Stockholm, 1935, l’ancien boxeur Harry Kvist sort de prison et retrouve ses habitudes : son appartement au-dessus des pompes funèbres de Lundin, son chien, ses cigares Meteor, l’alcool... Dans le quartier, personne ne l’a oublié et pas pour sa gentillesse mais plutôt pour ses poings, car il en a rossé plus d’un.
Dans une semaine, son compagnon Gusten sera aussi libéré, ce qui pousse Harry à voir l’avenir différemment et à se ranger en dénichant une activité recommandable.
Pendant son incarcération, Beda la blanchisseuse, une des rares personnes à l’apprécier, aurait été assassinée par Petrus, son fils sourd-muet, ce que Harry ne peut pas croire. Et il avait promis à Beda de s’occuper de Petrus en cas de problème. Comme il est homme de parole, il va plonger dans les ennuis...
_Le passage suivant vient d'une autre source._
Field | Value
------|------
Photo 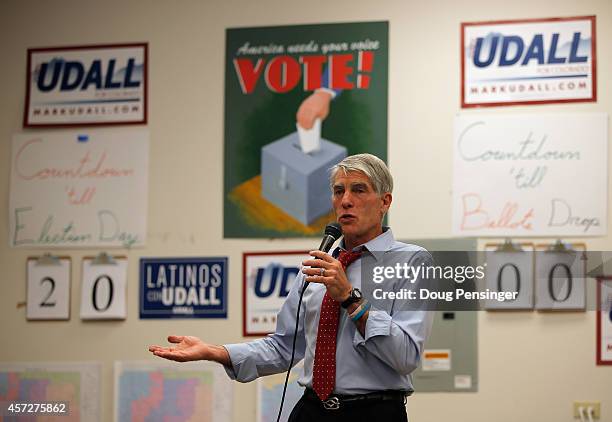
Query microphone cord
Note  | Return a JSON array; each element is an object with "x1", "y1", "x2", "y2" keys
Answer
[
  {"x1": 276, "y1": 280, "x2": 308, "y2": 422},
  {"x1": 274, "y1": 224, "x2": 340, "y2": 421}
]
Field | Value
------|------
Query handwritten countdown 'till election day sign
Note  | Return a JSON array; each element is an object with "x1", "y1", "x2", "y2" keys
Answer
[
  {"x1": 9, "y1": 129, "x2": 149, "y2": 248},
  {"x1": 452, "y1": 113, "x2": 607, "y2": 237}
]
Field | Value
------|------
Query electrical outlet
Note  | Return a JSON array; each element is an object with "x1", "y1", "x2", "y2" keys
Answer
[{"x1": 573, "y1": 402, "x2": 601, "y2": 419}]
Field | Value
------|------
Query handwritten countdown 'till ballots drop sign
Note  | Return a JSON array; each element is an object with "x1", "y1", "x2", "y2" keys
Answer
[
  {"x1": 9, "y1": 129, "x2": 149, "y2": 248},
  {"x1": 452, "y1": 113, "x2": 607, "y2": 237}
]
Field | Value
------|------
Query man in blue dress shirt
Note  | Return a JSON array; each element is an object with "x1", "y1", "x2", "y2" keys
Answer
[{"x1": 150, "y1": 153, "x2": 434, "y2": 421}]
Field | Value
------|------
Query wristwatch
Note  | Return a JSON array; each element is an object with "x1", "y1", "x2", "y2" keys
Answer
[{"x1": 341, "y1": 287, "x2": 363, "y2": 309}]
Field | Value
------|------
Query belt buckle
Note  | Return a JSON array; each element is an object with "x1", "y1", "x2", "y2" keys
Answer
[{"x1": 322, "y1": 396, "x2": 341, "y2": 410}]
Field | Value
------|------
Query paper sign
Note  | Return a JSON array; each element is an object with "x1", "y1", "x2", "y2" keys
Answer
[
  {"x1": 243, "y1": 251, "x2": 307, "y2": 336},
  {"x1": 454, "y1": 375, "x2": 472, "y2": 389},
  {"x1": 25, "y1": 43, "x2": 147, "y2": 126},
  {"x1": 27, "y1": 257, "x2": 71, "y2": 320},
  {"x1": 9, "y1": 129, "x2": 149, "y2": 248},
  {"x1": 80, "y1": 257, "x2": 128, "y2": 319},
  {"x1": 453, "y1": 113, "x2": 607, "y2": 237},
  {"x1": 462, "y1": 16, "x2": 595, "y2": 107},
  {"x1": 598, "y1": 279, "x2": 612, "y2": 365},
  {"x1": 422, "y1": 349, "x2": 451, "y2": 371}
]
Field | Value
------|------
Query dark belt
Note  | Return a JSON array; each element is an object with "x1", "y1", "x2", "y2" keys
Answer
[{"x1": 303, "y1": 388, "x2": 407, "y2": 410}]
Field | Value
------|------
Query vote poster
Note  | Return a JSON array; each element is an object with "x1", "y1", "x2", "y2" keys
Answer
[
  {"x1": 224, "y1": 21, "x2": 388, "y2": 238},
  {"x1": 462, "y1": 16, "x2": 596, "y2": 107},
  {"x1": 24, "y1": 43, "x2": 147, "y2": 126},
  {"x1": 452, "y1": 113, "x2": 607, "y2": 237},
  {"x1": 243, "y1": 251, "x2": 308, "y2": 336}
]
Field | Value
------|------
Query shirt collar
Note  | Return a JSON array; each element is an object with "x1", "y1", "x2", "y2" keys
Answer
[{"x1": 335, "y1": 226, "x2": 394, "y2": 262}]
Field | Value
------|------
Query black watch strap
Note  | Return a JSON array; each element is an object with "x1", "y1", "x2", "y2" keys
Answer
[{"x1": 341, "y1": 288, "x2": 362, "y2": 309}]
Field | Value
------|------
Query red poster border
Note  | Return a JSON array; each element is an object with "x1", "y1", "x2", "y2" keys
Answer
[
  {"x1": 460, "y1": 15, "x2": 596, "y2": 108},
  {"x1": 24, "y1": 43, "x2": 148, "y2": 128},
  {"x1": 596, "y1": 276, "x2": 612, "y2": 365},
  {"x1": 243, "y1": 250, "x2": 309, "y2": 337}
]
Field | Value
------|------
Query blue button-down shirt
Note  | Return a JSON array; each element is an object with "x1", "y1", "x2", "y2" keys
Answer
[{"x1": 224, "y1": 228, "x2": 434, "y2": 394}]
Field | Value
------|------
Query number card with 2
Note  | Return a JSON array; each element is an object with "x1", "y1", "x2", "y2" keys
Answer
[
  {"x1": 27, "y1": 256, "x2": 71, "y2": 320},
  {"x1": 80, "y1": 256, "x2": 127, "y2": 319}
]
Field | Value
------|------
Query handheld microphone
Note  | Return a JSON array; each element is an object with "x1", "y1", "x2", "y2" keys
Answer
[
  {"x1": 305, "y1": 223, "x2": 343, "y2": 288},
  {"x1": 318, "y1": 222, "x2": 343, "y2": 253}
]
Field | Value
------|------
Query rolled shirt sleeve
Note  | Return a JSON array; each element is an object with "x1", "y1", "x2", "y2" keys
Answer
[
  {"x1": 223, "y1": 274, "x2": 307, "y2": 383},
  {"x1": 352, "y1": 251, "x2": 435, "y2": 375}
]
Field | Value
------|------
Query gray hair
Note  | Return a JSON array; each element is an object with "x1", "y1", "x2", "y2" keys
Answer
[{"x1": 329, "y1": 153, "x2": 393, "y2": 195}]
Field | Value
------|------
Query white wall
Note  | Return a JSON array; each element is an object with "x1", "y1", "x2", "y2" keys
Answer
[{"x1": 0, "y1": 0, "x2": 610, "y2": 421}]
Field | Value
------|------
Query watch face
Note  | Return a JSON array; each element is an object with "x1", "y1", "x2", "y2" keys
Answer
[{"x1": 352, "y1": 288, "x2": 363, "y2": 300}]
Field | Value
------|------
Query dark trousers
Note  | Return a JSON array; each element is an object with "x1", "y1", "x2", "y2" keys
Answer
[{"x1": 288, "y1": 395, "x2": 408, "y2": 422}]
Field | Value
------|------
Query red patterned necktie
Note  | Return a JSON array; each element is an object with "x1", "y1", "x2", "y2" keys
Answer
[{"x1": 312, "y1": 249, "x2": 362, "y2": 401}]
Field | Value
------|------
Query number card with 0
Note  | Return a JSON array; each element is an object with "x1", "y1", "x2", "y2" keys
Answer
[
  {"x1": 484, "y1": 242, "x2": 535, "y2": 310},
  {"x1": 535, "y1": 242, "x2": 587, "y2": 311},
  {"x1": 80, "y1": 255, "x2": 128, "y2": 320},
  {"x1": 26, "y1": 256, "x2": 71, "y2": 320}
]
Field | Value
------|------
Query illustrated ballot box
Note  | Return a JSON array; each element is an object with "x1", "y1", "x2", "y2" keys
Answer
[{"x1": 261, "y1": 132, "x2": 347, "y2": 225}]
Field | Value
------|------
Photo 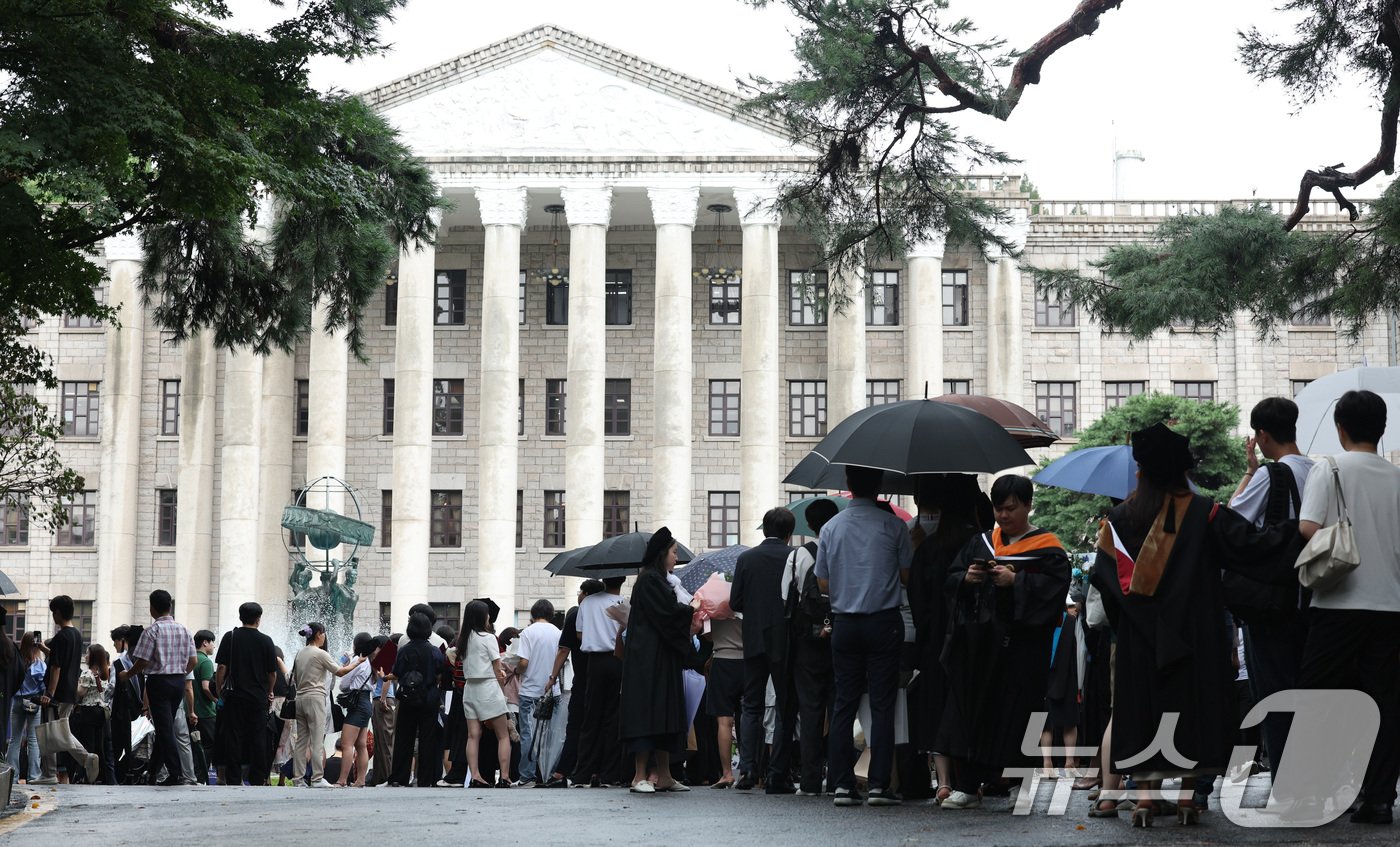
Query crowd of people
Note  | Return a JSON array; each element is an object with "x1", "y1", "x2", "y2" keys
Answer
[{"x1": 1, "y1": 389, "x2": 1397, "y2": 828}]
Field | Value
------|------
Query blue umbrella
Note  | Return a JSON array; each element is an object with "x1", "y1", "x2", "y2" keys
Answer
[
  {"x1": 1033, "y1": 445, "x2": 1140, "y2": 500},
  {"x1": 677, "y1": 544, "x2": 749, "y2": 595}
]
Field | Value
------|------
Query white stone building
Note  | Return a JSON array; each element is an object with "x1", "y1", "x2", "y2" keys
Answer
[{"x1": 1, "y1": 25, "x2": 1393, "y2": 641}]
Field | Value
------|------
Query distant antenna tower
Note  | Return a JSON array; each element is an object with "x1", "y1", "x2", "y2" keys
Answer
[{"x1": 1114, "y1": 147, "x2": 1146, "y2": 200}]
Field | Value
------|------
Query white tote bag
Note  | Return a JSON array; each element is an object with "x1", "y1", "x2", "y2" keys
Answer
[{"x1": 1295, "y1": 455, "x2": 1361, "y2": 592}]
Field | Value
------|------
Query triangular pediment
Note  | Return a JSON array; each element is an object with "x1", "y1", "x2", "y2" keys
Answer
[{"x1": 363, "y1": 25, "x2": 809, "y2": 160}]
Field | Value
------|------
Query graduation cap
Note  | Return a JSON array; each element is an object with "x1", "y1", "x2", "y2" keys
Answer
[
  {"x1": 471, "y1": 597, "x2": 501, "y2": 624},
  {"x1": 642, "y1": 526, "x2": 675, "y2": 568},
  {"x1": 1131, "y1": 422, "x2": 1195, "y2": 478}
]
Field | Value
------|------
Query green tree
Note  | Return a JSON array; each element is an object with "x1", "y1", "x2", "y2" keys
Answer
[
  {"x1": 1032, "y1": 393, "x2": 1245, "y2": 550},
  {"x1": 751, "y1": 1, "x2": 1400, "y2": 333}
]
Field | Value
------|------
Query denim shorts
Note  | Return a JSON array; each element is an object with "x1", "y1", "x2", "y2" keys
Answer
[{"x1": 342, "y1": 690, "x2": 372, "y2": 728}]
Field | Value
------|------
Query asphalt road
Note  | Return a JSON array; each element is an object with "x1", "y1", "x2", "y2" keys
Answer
[{"x1": 4, "y1": 779, "x2": 1395, "y2": 846}]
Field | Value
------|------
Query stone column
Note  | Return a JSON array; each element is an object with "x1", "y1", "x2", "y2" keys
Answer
[
  {"x1": 735, "y1": 186, "x2": 781, "y2": 545},
  {"x1": 985, "y1": 209, "x2": 1030, "y2": 405},
  {"x1": 217, "y1": 349, "x2": 264, "y2": 634},
  {"x1": 827, "y1": 247, "x2": 867, "y2": 425},
  {"x1": 257, "y1": 351, "x2": 295, "y2": 630},
  {"x1": 174, "y1": 331, "x2": 217, "y2": 632},
  {"x1": 1232, "y1": 310, "x2": 1265, "y2": 435},
  {"x1": 561, "y1": 185, "x2": 612, "y2": 552},
  {"x1": 305, "y1": 302, "x2": 349, "y2": 573},
  {"x1": 905, "y1": 233, "x2": 948, "y2": 399},
  {"x1": 94, "y1": 233, "x2": 145, "y2": 639},
  {"x1": 390, "y1": 210, "x2": 441, "y2": 621},
  {"x1": 647, "y1": 187, "x2": 700, "y2": 545},
  {"x1": 476, "y1": 186, "x2": 529, "y2": 621}
]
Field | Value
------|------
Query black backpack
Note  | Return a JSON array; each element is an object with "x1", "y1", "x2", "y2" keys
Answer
[
  {"x1": 1222, "y1": 462, "x2": 1308, "y2": 625},
  {"x1": 787, "y1": 542, "x2": 831, "y2": 638},
  {"x1": 396, "y1": 646, "x2": 428, "y2": 706}
]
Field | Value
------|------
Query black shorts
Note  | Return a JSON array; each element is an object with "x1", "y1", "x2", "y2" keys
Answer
[{"x1": 706, "y1": 657, "x2": 745, "y2": 718}]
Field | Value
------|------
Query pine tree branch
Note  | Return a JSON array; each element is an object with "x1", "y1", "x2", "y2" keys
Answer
[{"x1": 1284, "y1": 0, "x2": 1400, "y2": 230}]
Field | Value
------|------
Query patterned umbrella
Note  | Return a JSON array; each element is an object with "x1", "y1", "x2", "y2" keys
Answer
[{"x1": 677, "y1": 544, "x2": 749, "y2": 595}]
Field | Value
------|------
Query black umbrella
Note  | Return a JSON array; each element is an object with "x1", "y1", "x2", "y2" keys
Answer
[
  {"x1": 806, "y1": 399, "x2": 1032, "y2": 475},
  {"x1": 574, "y1": 530, "x2": 697, "y2": 570},
  {"x1": 784, "y1": 452, "x2": 919, "y2": 495},
  {"x1": 543, "y1": 546, "x2": 636, "y2": 580}
]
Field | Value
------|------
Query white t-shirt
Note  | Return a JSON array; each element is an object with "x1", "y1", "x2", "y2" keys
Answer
[
  {"x1": 463, "y1": 631, "x2": 499, "y2": 680},
  {"x1": 577, "y1": 592, "x2": 624, "y2": 653},
  {"x1": 1299, "y1": 451, "x2": 1400, "y2": 612},
  {"x1": 515, "y1": 620, "x2": 562, "y2": 699},
  {"x1": 779, "y1": 544, "x2": 817, "y2": 604},
  {"x1": 397, "y1": 631, "x2": 447, "y2": 651},
  {"x1": 1230, "y1": 454, "x2": 1316, "y2": 527}
]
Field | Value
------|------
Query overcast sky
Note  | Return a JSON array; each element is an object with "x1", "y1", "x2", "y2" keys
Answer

Rien ne le laisse deviner mais « Compte à rebours » est le second tome de la série « Metropol » entamée avec « Corps-à-corps ». Cette mention était alors bien précisée en couverture, mais là, en dehors de la page du livre sur le site éditeur, il n’en est pas fait état. Cette série s’attache à l’ex-boxeur Harry Kvist dans le Stockholm des années 1930.
Ne pas avoir lu « Corps-à-corps » n’est en rien gênant pour s’attaquer à « Compte à rebours ». Le titre fait référence à la semaine qu’il faut à Harry pour retrouver Gusten. En plus, il lui a promis un costume à sa libération. Pour ce jeune homme, Harry entrevoit la vie différemment et désire lui offrir une situation, ce qui est louable et montre son attachement.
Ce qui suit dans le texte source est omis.